22 Dec 2020
A major house builder has been ordered to pay what is understood to be the largest fine ever issued by a court in relation to a wildlife crime.
On 8 December at Woolwich Crown Court, Bellway Homes pleaded guilty to the offence between 17 March 2018 and 17 August 2018 of damaging or destroying a breeding site or resting place for bats.
The company was ordered to pay a fine of £600,000 with further costs of over £30,000. It has also agreed to make a voluntary donation of £20,000 to the Bat Conservation Trust.
The case was brought after Bellway Homes carried out demolition work at a site in Artillery Place, SE18 in 2018.
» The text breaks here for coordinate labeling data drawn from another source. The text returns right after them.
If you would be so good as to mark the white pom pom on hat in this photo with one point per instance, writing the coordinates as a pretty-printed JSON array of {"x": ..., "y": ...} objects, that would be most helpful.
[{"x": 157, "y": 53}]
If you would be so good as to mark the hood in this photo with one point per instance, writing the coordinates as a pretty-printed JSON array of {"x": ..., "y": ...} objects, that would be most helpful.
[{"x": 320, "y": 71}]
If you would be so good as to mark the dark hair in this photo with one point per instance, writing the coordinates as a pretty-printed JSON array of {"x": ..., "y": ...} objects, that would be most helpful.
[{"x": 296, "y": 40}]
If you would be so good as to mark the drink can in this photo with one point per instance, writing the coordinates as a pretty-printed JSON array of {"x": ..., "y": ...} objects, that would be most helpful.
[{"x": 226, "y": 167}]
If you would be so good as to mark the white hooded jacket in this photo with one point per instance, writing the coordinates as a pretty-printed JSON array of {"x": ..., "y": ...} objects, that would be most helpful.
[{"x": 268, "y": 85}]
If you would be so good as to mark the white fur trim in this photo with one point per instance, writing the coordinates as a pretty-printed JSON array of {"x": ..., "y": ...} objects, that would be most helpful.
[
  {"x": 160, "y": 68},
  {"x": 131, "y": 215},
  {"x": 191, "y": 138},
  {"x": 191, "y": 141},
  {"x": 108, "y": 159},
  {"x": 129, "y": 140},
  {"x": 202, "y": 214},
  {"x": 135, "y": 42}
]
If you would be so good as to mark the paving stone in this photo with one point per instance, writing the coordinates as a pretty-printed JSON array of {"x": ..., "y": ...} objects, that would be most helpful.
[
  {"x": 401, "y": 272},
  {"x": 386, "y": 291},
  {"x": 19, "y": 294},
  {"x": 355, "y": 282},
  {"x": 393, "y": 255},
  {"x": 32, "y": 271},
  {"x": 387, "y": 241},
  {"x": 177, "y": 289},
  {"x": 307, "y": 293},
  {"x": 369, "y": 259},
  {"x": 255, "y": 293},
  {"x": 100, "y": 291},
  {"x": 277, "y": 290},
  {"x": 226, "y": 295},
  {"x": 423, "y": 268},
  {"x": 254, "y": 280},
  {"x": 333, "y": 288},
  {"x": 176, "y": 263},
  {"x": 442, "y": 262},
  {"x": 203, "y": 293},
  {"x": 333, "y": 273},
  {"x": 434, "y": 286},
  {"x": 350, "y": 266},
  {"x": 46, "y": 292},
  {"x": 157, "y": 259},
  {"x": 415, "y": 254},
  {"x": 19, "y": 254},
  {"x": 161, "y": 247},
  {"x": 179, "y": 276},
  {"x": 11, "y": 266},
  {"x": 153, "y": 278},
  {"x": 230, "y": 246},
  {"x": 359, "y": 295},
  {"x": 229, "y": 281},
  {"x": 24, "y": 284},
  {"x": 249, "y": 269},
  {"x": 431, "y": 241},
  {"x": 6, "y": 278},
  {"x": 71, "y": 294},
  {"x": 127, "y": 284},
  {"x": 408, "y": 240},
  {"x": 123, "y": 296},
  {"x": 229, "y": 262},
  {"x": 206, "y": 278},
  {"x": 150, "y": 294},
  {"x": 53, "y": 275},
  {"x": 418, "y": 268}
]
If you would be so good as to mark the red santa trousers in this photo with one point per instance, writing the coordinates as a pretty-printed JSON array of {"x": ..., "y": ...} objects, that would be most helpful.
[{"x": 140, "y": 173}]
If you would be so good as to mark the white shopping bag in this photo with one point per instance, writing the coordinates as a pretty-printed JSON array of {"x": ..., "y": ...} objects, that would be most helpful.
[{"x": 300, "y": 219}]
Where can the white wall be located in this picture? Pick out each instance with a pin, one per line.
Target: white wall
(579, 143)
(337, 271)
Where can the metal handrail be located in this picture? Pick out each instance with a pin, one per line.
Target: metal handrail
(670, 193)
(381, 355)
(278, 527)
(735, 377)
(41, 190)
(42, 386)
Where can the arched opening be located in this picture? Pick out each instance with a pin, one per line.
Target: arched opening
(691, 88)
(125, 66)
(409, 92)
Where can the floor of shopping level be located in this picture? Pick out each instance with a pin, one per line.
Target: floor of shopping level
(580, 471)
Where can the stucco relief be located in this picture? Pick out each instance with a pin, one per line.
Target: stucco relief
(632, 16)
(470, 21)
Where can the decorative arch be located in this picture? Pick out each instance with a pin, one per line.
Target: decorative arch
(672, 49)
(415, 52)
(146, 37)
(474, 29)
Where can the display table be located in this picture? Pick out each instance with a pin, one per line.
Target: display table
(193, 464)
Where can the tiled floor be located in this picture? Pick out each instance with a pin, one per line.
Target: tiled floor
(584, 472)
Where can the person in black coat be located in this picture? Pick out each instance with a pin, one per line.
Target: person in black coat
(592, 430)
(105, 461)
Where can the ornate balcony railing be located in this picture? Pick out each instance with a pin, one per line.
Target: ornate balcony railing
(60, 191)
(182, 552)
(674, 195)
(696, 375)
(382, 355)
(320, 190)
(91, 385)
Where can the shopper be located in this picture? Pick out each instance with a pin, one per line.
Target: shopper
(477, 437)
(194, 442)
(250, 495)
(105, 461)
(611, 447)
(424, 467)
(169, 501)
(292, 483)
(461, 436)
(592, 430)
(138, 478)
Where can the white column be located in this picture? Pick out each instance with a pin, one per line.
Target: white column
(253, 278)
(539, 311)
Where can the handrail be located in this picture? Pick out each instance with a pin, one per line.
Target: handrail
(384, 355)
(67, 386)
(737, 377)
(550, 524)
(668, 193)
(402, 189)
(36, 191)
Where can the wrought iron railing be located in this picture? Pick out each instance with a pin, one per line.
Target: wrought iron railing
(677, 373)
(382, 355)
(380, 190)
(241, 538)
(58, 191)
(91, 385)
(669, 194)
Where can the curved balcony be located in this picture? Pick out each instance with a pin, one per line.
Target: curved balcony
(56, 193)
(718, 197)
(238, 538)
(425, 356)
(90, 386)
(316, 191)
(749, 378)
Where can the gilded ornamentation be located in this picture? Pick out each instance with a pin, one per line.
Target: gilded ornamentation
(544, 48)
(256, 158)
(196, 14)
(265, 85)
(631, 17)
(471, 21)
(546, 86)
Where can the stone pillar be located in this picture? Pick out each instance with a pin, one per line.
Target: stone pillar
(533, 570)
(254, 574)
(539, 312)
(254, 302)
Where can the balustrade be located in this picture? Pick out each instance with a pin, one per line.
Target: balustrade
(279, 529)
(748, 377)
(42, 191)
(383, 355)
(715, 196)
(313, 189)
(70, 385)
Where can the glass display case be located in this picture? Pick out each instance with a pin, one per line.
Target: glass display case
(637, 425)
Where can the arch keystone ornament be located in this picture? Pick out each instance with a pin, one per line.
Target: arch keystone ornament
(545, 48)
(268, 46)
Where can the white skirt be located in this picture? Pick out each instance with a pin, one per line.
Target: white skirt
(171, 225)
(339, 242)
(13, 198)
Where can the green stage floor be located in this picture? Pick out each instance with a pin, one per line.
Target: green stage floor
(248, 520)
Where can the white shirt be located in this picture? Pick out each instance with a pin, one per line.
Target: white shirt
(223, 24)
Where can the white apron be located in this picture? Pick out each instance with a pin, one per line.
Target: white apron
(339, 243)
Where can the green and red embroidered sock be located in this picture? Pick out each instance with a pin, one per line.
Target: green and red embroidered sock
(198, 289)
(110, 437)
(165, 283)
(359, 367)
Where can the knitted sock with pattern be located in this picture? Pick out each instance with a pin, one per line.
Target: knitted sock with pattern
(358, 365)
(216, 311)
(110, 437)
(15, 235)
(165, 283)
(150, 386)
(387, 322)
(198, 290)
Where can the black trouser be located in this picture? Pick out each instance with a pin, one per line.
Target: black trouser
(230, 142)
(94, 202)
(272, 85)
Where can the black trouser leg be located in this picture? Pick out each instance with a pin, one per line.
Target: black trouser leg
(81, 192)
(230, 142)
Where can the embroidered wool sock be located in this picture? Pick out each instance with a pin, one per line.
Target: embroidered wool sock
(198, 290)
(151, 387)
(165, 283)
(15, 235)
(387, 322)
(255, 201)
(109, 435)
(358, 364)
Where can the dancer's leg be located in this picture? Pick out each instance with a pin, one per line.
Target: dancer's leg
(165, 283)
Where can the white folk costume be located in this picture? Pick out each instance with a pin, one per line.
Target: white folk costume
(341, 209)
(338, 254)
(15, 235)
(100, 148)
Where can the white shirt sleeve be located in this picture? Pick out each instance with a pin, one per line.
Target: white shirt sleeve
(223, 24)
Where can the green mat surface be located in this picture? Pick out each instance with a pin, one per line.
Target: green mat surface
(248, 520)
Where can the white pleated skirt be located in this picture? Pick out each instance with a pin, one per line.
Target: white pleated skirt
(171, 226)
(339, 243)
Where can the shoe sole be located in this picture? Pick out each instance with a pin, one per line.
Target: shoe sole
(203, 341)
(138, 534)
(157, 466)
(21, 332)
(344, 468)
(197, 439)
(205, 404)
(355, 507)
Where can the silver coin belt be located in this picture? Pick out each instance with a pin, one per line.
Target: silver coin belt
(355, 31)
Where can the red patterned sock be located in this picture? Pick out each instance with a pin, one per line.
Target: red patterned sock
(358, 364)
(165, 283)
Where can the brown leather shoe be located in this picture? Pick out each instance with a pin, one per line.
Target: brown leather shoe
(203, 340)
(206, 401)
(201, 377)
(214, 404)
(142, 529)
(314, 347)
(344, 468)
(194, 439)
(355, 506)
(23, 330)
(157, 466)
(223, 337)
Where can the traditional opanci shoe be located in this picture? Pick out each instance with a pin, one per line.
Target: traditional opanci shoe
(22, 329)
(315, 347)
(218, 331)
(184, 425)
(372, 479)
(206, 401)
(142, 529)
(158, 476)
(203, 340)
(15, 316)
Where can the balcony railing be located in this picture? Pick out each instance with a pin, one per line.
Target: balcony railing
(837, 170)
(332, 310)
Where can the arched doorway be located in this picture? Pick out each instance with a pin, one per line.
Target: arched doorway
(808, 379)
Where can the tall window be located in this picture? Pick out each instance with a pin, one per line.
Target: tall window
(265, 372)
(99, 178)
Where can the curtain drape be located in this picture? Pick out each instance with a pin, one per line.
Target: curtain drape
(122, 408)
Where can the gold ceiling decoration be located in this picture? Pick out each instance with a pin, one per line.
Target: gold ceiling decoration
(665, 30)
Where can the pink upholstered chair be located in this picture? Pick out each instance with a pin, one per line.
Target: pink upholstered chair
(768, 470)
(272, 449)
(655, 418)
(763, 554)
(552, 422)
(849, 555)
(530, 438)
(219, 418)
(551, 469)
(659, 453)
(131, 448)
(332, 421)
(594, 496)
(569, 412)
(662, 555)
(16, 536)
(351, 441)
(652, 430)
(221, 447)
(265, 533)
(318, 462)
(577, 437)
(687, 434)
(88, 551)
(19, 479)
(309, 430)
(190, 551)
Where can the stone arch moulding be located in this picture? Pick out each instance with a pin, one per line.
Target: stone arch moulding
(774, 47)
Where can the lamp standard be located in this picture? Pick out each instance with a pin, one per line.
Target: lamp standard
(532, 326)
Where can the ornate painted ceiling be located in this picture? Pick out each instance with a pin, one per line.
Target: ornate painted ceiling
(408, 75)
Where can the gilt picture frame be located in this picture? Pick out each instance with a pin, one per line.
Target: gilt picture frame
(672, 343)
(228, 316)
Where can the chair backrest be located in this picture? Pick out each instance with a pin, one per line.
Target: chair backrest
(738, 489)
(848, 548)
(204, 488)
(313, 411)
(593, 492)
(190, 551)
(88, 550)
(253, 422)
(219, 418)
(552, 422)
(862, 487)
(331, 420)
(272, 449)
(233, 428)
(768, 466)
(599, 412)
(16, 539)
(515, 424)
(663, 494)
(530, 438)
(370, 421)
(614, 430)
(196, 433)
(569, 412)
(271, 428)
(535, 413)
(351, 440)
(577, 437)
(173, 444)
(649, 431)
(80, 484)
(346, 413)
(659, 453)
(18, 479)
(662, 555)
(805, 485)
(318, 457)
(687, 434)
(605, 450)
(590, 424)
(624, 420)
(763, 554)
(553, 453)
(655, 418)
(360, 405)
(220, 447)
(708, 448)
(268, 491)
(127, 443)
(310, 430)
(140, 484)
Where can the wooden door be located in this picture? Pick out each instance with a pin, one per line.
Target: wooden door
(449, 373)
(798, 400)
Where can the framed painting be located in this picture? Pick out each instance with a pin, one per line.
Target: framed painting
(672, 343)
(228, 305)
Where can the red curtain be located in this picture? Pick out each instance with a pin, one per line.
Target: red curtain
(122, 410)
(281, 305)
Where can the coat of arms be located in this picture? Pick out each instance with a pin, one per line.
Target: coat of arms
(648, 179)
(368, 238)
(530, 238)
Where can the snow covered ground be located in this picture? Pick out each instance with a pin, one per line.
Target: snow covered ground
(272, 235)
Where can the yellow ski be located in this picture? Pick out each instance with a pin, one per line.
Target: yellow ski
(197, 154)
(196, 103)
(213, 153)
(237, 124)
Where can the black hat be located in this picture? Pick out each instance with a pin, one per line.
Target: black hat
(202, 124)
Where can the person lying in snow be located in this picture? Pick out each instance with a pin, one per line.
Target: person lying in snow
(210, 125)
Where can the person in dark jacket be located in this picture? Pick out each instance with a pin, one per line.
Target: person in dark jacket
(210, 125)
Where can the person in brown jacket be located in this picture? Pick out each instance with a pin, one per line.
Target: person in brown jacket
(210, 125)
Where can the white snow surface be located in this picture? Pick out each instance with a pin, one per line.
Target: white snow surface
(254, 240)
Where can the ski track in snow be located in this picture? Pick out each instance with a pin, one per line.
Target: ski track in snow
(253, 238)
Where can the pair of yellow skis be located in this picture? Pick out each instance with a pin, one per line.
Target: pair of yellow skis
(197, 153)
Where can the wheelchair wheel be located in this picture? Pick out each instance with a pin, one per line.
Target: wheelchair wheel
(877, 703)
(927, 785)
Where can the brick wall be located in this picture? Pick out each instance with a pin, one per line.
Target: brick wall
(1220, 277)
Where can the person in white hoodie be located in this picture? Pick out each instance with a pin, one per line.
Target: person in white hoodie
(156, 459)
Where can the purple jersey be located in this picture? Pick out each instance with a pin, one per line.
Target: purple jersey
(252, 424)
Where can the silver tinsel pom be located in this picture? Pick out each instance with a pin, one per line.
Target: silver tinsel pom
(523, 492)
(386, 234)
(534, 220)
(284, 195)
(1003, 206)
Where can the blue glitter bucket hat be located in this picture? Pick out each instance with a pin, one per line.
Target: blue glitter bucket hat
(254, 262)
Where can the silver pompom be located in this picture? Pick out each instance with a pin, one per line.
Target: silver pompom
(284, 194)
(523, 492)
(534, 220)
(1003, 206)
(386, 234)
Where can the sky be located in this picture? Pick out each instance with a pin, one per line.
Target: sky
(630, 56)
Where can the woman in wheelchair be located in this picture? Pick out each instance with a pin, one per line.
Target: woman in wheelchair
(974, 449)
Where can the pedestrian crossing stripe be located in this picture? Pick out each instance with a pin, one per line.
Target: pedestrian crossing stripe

The presence of Soprano Pipistrelle bats had been documented at the site in 2017 and Bellway Homes had been notified in planning documents that if they wished to carry out work they would need to first obtain the appropriate mitigation and a Natural England European Protected Species licence.
All bats within the UK are European Protected Species.
On 3 December 2018 police were notified by the Royal Borough of Greenwich’s planning department that demolition work had been carried out at the site.
Police made enquiries with Natural England who confirmed no such licence was applied for by the company for that specific development.
The planning officer for the site also confirmed an attempt had been made by Bellway Homes to remove that particular aspect of the planning requirements – this had not been granted.
Officers sought advice from the Met’s Wildlife Crime Unit and the Crown Prosecution Service and following an investigation the company was charged on 19 November 2019.
Inspector David Hawtin, of the Greenwich Safer Neighbourhoods Team, said: “The success of this case has been the result of diligent investigation by Sgt Simon Henderson and PC Giles Balestrini, two officers based on the South East BCU.
“With the expert assistance of colleagues from specialist units within the Met, the officers constructed evidence to prove that the company had indeed committed an offence by carrying out work at a site where bats were known to inhabit.
“Bellway Homes has admitted responsibility for this and I hope it reinforces the message that this legislation is there for a reason and should be adhered too.”